Cassettes for holding magnetic recording tape are well known. Typically, such cassettes include a shell which encloses a supply reel of magnetic recording tape and a take-up reel. The free end of the tape on the supply reel is attached to a length of nonmagnetic, usually transparent leader tape, which is threaded over a series of tape guides and is attached to the hub of the take-up reel without additional threading or attachment steps. Recording onto the tape involves inserting the cassette into a recording or playing apparatus which passes the tape over a magnetic head while winding it from the supply reel to the take-up reel. After rewinding the recorded tape onto the supply reel, the recorded material can be played back by following steps similar to the recording steps.
Since cassettes typically contain sufficient tape for more than one recording, it is desirable for a user to know the relative amounts of tape on the supply reel and on the take-up reel. The user might wish to estimate whether sufficient blank tape is present on the supply reel to make a recording of a given length. A known method of estimating the available recording time is to estimate the length of tape on the supply reel by measuring the diameter of the roll of tape on the reel. Based upon the length of the tape on the roll, and the speed at which the recording apparatus transports the tape past the recording head, the available recording time can be calculated.
Measuring tape roll diameter requires using windows and transparent flanges on the tape reels for viewing the tape. Since the user must look through two layers of transparent material, it is important that both sides of both the window and the transparent flange be clean and free of scratches or other defects. Of the four surfaces involved, only the outside of the cassette window is accessible for cleaning.
While suitable transparent polymeric thermoplastic materials are available for producing cassette windows and flanges, these materials suffer from certain disadvantages. These materials tend to be higher in cost and less durable than opaque materials. Furthermore, the number of additives available for improving mechanical properties of transparent thermoplastics is limited by the need to maintain transparency. For example, transparent styrene and styrene-acrylonitrile (SAN) are brittle and easily cracked during assembly and use. Additives used to increase impact strength tend to degrade the transparency of the material to an unacceptable level. Another problem which arises in the molding of transparent parts from thermoplastics is that the flow of the material being molded often leads to variations in optical properties, called flow lines, which produce distortion and detract from the usefulness and appearance of the product.
Known methods for providing more precise estimates of the amount of tape contained on a reel include measuring scales. One scale is disclosed in U.S. Pat. No. 4,501,396, and is attached to a videocassette window. Other tape cassettes provide scale markings molded into the window itself for this purpose. One difficulty with these scales is that they are located a distance from the tape, so that changes in the direction of viewing of the tape can cause significant error, due to parallax, in measuring tape roll diameter.

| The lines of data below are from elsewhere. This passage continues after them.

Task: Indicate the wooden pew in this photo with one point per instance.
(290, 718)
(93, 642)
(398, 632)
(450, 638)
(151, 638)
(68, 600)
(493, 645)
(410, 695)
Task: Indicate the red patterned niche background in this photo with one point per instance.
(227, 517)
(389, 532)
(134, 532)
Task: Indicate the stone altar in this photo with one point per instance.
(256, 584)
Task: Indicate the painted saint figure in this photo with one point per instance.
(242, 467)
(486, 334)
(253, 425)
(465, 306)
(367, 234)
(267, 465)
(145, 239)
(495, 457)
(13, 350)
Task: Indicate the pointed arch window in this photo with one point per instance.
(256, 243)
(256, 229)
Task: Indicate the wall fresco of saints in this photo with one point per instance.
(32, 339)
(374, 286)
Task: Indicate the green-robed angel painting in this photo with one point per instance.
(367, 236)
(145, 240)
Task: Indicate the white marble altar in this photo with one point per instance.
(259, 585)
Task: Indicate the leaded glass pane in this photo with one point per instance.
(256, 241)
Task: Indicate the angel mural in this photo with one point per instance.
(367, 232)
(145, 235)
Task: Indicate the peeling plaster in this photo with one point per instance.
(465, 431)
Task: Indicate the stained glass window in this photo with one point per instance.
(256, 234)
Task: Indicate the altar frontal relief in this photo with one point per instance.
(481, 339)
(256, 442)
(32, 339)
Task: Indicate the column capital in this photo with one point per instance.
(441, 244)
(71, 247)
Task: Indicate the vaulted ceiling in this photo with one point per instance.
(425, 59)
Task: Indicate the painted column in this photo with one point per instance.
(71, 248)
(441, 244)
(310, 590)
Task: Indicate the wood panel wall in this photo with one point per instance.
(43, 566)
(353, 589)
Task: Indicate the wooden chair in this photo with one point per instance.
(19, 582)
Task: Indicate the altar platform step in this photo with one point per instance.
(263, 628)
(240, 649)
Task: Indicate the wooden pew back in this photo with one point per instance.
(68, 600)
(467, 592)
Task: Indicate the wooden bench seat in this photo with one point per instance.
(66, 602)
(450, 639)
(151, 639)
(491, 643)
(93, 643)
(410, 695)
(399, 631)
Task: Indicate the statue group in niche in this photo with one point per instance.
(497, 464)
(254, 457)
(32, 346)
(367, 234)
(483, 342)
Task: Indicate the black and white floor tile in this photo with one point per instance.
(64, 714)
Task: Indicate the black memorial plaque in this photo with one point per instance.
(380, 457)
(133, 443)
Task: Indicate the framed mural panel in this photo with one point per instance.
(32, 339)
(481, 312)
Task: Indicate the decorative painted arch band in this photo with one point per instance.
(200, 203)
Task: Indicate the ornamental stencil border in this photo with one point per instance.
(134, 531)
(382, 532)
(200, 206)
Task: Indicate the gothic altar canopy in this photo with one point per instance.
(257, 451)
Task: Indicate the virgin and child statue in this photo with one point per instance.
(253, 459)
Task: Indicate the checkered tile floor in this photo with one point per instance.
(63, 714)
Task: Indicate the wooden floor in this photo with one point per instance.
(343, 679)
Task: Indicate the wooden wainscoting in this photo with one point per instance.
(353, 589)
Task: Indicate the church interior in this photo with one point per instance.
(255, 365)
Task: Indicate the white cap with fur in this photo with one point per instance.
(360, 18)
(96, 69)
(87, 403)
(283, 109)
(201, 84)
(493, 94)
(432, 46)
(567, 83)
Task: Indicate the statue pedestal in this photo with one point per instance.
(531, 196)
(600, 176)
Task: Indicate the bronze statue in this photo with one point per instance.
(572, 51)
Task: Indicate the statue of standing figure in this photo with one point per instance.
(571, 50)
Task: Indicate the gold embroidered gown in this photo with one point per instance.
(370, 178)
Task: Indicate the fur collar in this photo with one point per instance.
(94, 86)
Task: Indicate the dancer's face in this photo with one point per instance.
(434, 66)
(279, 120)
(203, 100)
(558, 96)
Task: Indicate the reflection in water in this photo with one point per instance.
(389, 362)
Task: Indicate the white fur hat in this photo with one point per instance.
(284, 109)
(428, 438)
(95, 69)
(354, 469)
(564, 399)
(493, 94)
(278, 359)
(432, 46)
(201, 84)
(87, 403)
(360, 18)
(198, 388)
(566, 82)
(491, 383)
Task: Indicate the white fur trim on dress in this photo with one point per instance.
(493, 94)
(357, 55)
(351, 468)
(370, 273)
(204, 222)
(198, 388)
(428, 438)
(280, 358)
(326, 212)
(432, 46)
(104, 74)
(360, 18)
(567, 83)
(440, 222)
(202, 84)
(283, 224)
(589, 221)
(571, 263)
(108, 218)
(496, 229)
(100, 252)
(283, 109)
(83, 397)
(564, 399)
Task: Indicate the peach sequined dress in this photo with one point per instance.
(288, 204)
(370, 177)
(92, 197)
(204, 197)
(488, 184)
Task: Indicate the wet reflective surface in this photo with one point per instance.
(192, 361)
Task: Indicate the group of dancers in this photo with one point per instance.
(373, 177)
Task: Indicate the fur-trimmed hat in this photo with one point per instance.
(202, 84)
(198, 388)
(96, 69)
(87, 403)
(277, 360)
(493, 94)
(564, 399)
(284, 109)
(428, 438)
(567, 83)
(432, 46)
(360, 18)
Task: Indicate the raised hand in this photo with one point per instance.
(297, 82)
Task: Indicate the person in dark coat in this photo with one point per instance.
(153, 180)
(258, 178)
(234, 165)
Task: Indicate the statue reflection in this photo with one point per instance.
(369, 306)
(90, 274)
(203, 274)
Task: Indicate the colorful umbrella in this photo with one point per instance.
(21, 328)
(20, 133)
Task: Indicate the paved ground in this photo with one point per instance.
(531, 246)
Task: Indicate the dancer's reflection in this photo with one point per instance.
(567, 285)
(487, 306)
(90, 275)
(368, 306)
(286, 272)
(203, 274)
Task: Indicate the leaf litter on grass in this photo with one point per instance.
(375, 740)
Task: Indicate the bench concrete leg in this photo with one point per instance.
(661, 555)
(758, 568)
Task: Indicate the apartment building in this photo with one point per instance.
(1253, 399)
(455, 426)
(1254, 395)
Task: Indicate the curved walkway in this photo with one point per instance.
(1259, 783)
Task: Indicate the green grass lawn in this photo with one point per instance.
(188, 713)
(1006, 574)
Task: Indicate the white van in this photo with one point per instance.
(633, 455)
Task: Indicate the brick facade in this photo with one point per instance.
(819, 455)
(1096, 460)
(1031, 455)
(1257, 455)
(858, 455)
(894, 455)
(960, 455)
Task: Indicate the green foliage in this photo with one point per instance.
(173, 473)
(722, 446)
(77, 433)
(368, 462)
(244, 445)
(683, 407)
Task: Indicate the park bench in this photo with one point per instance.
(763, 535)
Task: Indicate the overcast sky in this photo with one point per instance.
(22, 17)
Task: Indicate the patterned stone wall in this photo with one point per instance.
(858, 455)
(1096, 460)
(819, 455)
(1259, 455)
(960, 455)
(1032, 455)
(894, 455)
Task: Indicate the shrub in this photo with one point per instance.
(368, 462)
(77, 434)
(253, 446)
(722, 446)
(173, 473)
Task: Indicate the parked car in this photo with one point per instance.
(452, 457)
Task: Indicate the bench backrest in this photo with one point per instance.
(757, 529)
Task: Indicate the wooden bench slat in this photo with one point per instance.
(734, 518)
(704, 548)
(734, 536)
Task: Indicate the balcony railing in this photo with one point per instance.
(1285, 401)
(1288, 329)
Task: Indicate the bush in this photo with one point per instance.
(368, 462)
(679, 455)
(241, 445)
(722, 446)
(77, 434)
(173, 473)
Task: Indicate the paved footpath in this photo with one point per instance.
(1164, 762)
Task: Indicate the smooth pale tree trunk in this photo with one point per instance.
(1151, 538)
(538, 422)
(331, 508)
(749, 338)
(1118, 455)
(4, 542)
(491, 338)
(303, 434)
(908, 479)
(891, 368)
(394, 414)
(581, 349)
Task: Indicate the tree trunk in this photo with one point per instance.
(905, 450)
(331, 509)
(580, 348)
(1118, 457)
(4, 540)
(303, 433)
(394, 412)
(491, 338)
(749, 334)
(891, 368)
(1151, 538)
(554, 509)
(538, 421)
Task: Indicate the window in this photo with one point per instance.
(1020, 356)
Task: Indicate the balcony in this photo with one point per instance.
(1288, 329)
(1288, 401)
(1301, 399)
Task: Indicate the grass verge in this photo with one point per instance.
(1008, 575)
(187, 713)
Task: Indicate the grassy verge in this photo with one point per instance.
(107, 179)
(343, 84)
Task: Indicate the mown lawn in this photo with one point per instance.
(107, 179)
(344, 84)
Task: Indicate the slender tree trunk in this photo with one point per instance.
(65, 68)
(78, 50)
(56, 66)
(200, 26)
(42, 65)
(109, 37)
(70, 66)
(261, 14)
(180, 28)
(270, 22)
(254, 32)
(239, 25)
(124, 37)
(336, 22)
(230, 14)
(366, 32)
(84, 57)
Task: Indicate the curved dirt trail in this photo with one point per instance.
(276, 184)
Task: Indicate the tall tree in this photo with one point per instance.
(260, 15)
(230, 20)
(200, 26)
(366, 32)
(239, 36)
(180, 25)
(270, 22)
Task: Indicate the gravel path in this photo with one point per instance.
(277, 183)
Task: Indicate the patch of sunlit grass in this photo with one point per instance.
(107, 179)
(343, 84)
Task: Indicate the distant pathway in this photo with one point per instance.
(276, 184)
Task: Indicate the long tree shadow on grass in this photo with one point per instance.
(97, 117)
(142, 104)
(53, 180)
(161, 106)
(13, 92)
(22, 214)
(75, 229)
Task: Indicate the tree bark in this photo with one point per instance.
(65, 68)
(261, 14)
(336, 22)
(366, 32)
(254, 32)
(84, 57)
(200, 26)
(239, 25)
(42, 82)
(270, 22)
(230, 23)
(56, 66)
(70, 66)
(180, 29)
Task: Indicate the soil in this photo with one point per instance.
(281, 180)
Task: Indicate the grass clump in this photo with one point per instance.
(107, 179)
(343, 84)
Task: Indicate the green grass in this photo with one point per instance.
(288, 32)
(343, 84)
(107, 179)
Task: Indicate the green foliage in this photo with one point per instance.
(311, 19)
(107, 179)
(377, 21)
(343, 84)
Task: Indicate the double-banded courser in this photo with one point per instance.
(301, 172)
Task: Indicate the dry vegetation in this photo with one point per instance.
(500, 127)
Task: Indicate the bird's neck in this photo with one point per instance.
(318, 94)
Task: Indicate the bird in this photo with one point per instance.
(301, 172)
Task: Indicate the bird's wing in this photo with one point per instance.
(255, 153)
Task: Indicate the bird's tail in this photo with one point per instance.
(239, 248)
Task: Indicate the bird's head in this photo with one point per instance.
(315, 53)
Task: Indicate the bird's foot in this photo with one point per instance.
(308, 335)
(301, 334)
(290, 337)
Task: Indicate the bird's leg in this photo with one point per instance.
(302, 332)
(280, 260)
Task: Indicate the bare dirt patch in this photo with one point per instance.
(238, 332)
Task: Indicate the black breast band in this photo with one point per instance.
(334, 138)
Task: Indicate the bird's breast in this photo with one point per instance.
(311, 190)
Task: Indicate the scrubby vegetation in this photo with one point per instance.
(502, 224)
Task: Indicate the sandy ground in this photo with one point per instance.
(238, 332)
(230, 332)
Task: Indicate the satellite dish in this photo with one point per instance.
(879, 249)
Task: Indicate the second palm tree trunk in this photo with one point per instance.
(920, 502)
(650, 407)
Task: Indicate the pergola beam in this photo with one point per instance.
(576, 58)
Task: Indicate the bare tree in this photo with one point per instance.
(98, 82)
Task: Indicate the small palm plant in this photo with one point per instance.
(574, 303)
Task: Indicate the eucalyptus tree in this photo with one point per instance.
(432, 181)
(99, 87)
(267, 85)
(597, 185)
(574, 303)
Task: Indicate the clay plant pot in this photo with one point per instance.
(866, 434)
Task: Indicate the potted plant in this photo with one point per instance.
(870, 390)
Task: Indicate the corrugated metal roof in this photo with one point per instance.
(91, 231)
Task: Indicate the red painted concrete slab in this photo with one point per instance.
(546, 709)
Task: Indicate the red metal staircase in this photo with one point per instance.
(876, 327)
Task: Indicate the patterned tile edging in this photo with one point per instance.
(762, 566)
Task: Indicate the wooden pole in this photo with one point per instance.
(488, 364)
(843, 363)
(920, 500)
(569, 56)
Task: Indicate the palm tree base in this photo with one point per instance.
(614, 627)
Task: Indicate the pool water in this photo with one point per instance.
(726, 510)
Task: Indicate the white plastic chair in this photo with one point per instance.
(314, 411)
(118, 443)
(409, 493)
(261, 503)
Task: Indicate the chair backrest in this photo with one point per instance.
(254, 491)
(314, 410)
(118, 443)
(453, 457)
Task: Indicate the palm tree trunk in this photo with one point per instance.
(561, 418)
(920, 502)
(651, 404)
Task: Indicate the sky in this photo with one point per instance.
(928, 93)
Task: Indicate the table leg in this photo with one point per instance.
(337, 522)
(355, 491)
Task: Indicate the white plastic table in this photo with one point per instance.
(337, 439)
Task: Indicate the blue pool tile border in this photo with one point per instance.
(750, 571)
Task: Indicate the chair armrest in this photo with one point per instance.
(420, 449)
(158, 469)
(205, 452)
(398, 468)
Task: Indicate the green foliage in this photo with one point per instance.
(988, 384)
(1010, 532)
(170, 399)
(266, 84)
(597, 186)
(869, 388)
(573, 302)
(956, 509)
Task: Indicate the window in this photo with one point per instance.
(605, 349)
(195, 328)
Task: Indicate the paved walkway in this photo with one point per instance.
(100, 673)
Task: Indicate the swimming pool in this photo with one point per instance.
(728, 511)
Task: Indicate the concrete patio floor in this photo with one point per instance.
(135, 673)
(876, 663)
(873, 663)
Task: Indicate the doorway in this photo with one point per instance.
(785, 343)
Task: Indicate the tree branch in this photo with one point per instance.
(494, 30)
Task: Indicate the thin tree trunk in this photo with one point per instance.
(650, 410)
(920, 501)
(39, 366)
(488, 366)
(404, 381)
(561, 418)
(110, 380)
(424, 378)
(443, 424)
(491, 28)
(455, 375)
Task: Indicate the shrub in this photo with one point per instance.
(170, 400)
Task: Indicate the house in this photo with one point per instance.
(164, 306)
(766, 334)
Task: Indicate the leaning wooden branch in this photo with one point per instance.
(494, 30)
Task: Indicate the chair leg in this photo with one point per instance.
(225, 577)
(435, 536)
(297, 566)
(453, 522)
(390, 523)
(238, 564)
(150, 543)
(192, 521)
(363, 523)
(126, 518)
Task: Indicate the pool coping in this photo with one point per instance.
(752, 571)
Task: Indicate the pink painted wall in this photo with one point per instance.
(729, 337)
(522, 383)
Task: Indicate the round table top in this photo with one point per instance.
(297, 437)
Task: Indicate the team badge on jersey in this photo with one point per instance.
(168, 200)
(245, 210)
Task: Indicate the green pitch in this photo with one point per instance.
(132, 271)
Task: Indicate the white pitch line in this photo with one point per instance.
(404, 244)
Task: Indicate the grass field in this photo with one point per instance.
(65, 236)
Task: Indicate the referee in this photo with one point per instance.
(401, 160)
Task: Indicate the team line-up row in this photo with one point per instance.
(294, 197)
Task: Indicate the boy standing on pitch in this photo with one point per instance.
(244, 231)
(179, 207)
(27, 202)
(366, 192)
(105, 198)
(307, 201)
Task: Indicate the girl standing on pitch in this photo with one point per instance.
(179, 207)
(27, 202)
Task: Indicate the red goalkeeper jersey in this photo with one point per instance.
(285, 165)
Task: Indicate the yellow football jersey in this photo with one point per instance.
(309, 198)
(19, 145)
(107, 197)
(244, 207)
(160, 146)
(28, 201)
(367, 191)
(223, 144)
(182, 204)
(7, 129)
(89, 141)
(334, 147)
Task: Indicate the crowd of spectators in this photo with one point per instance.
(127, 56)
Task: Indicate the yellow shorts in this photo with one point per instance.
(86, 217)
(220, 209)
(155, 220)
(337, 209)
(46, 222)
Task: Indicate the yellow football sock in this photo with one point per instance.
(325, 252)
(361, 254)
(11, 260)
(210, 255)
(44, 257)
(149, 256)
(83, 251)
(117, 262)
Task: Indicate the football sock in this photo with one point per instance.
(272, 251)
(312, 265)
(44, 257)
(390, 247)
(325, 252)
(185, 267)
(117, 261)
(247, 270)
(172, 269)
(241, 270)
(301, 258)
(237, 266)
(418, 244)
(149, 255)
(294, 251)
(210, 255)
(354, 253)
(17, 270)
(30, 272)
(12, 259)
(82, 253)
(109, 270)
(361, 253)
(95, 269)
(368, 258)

U.S. Pat. No. 4,846,419 discloses a measuring scale molded directly into the reel flange, to place the scale nearer to the tape, thereby reducing, although not eliminating, error due to parallax. Measuring scales molded into plastic surfaces suffer from an additional problem. Molding imperfections in the region surrounding the scale markings are common, and these imperfections can cause optical distortion which makes reading of the scale difficult and introduces measurement error.
A further disadvantage of transparent tape reels is that the choice of flange color is severely limited. In selling products into a competitive market, the use of attractive colors is an important device for increasing customer appeal.
There is a need for a cassette reel flange having improved mechanical properties, particularly improved impact strength, while still permitting the user to visually estimate the amount of tape contained on the reel. There is also a need for an easily-read tape roll measurement scale which has greatly reduced parallax and optical distortion, to provide greater accuracy in estimating tape length, and which can be transparent, translucent, or opaque.